Marguerite de Cortone (1/3)

  1. Une vie qui ne prédestinait pas à la sainteté…

             Marguerite naquit en Toscane dans une famille paysanne. Elle perdit sa mère alors qu’elle avait à peine sept ans. Son père se remaria, et sa vie en devint fort difficile car sa belle-mère ne lui manifestait ni attention ni affection. 

            Marguerite était d’une rare beauté, et à seize ans, elle fut séduite par un jeune et riche noble de Montepulciano, nommé Arsenio, qui promit de la prendre pour femme. Elle quitta la maison paternelle pour vivre avec lui à Montepulciano. Malgré des promesses répétées aucun mariage n’eut lieu, même lorsqu’un fils naquit de cette union. Durant neuf ans, ce fut la vie facile et insouciante. Elle recevait de l’argent qui lui permettait d’acheter des bijoux et de se parer. Elle avait beaucoup de charme et était connue comme la ‘Dame de Montepulciano’ alors qu’elle n’était en fait que la maîtresse d’Arsenio. 

            En 1273, son amant fut assassiné dans des circonstances mystérieuses. La légende raconte que son chien vint chercher Marguerite pour la conduire jusqu’au corps du malheureux, d’où les représentations de la sainte, accompagnée d’un chien. La vie de Marguerite s’en trouva radicalement changée, elle fut fortement secouée par la mort de l’homme qu’elle aimait. 

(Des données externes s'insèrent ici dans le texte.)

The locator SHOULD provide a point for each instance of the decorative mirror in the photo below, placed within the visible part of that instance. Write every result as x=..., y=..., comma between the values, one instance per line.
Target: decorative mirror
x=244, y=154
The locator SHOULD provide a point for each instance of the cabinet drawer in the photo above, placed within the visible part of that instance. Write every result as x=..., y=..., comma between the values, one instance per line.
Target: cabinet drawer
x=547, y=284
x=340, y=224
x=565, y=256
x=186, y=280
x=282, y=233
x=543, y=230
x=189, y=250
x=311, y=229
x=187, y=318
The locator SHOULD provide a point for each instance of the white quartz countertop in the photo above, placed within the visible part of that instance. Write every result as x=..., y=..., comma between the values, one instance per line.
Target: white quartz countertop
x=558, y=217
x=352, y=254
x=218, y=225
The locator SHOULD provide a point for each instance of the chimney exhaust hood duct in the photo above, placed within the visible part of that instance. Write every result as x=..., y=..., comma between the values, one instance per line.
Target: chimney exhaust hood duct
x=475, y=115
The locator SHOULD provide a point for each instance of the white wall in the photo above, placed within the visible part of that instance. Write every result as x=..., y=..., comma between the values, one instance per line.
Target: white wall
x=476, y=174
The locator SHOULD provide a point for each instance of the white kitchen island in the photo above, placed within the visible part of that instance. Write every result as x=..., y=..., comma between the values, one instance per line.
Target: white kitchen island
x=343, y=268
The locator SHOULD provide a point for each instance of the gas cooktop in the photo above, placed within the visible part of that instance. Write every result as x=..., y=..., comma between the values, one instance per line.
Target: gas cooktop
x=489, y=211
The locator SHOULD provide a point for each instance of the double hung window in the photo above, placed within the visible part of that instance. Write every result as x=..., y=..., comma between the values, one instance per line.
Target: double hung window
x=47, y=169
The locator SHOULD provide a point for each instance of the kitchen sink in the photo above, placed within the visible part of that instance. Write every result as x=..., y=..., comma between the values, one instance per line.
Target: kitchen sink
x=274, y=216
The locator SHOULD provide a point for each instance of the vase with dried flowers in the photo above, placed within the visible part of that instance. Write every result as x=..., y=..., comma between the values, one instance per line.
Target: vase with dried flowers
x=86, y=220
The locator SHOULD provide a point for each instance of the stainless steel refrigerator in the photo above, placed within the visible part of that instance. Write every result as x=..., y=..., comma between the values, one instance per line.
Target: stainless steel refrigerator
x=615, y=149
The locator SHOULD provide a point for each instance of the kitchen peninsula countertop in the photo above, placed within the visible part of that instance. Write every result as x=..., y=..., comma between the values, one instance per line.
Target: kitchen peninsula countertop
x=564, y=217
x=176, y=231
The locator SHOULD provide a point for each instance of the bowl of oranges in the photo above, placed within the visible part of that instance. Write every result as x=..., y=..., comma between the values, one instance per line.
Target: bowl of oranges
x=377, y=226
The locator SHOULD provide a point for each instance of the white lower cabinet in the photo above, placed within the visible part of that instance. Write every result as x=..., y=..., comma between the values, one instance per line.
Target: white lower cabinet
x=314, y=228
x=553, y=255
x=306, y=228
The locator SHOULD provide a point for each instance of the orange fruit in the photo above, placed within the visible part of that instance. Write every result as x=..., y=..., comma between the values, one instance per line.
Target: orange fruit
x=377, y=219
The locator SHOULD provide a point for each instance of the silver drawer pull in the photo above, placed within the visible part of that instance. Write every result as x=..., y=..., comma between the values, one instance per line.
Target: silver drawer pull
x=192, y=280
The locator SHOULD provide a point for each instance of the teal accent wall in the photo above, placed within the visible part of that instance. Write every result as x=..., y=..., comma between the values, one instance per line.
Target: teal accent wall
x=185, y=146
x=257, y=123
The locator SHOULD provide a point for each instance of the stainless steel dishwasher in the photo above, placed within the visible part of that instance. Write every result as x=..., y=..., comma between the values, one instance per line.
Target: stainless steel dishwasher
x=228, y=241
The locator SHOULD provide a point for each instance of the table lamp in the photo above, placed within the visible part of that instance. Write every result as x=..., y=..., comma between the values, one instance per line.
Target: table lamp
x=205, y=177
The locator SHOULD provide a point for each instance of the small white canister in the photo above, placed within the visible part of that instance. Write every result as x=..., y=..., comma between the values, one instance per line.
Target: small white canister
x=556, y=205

            Elle fut mise à la porte de la maison de son amant. Retournant auprès de son père, elle n’y fut pas reçue. Elle se retrouva seule avec un enfant de six ans, à la rue, sans argent et désespérée. 

            Se réfugiant dans une église proche, elle y fut reçue et écoutée par des franciscains. Elle se mit sous leur direction et fit pénitence.